Mike Klonsky’s SmallTalk Blog: Duncan Big on Accountability. But Not His Own.
Arne Duncan is the great educational know-nothing. As a result, he loads his speeches up with empty clichés and meaningless phases in place of solid dialog about teaching and learning.
In a speech Monday at the University of Maryland Baltimore County, Duncan tells his faithful,
"When students enroll in college, he said, the chances of a successful outcome — getting a degree — amount to “a coin toss.”
“The challenge we face is easy to articulate, if not to solve.” There is, he said, “a lot of heavy lifting and culture change ahead.”
"This is not a free lunch for higher education by any stretch."
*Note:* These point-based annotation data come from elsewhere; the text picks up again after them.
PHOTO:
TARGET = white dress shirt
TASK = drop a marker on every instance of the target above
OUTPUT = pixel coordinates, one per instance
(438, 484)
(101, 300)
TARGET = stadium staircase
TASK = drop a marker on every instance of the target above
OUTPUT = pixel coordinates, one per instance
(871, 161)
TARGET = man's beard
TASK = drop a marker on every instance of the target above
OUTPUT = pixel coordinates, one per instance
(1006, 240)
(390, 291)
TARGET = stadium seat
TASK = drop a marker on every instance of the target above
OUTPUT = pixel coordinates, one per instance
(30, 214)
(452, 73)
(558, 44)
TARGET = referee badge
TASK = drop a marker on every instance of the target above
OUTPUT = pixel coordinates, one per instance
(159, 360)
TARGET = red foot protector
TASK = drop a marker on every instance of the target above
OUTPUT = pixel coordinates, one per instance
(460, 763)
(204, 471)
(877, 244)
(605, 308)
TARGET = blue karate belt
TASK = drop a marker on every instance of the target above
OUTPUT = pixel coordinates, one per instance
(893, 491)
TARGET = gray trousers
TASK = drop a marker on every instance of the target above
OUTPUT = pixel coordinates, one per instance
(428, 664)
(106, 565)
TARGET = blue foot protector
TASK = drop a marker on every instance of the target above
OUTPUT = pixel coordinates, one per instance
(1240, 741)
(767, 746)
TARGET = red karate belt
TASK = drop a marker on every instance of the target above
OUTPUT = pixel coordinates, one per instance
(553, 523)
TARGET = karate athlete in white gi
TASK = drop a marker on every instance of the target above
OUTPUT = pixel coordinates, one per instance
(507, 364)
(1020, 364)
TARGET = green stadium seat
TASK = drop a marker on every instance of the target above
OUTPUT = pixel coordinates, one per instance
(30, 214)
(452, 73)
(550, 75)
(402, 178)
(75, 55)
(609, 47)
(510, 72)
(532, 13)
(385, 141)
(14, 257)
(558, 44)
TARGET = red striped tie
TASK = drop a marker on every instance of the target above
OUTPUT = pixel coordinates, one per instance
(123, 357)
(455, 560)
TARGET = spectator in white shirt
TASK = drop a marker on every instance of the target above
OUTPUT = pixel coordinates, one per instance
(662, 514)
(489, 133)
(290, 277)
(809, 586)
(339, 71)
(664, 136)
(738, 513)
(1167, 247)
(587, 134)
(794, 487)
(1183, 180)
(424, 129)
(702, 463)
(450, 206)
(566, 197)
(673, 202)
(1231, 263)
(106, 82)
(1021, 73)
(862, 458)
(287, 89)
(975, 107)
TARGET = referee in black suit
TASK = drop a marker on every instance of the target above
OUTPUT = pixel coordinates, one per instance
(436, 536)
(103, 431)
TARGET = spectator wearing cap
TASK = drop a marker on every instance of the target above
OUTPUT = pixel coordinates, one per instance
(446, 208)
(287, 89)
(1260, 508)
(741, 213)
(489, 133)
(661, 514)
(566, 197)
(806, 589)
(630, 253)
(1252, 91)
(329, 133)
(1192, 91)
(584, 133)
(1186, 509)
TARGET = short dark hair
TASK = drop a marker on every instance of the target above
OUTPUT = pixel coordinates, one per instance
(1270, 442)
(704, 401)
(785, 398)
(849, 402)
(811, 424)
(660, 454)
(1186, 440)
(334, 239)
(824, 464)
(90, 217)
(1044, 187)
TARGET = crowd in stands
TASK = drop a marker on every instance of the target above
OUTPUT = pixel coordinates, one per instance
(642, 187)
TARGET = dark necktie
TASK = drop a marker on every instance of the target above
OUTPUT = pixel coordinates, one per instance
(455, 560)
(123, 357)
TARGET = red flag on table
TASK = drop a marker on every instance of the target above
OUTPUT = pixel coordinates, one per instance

He goes on to decry the "lack of accountability" (not his own) in public ed. He blames it all on "politics" and "bureaucracy". This coming from Pres. Obama's chief political appointee to the top of the one of the world biggest bureaucracies.
It all reminds me of when Duncan was Mayor Daley's patronage pick to run Chicago's schools back in 2001. He had been the protege of investment banker and Daley pal Jonathan Rogers, who Duncan claims, taught him "the business of education."
When I proposed putting a new small public school inside of shuttered Austin High School, Duncan said he would get the board to okay it, but warned that it had to be charter school. When I asked why, he explained that otherwise, "the bureaucracy will f_ck with you". I rejected the idea and responded: "But Arne. You are the bureaucracy. Why don't you just not f_ck with us?"
He seemed puzzled, but relented.
Accountability?
Students protest re-closing of Duncan's turnaround school.
In 2008, Dodge Elementary was where then president-elect Barack Obama, after drinking the "Chicago Miracle" kool-aid, announced Duncan as his pick for Secretary of Education.
“He’s shut down failing schools and replaced their entire staffs, even when it was unpopular,” Obama said at the time. “This school right here, Dodge Renaissance Academy, is a perfect example. Since this school was revamped and reopened in 2003, the number of students meeting state standards has more than tripled.”
But fast forward another five years, Dodge was closed again.
CPS spokesperson at the time said there was no one available to speak with the media on the record about the closing. She said CPS is “focusing on the challenges of today.”
Translation -- We don't need no stinkin' accountability.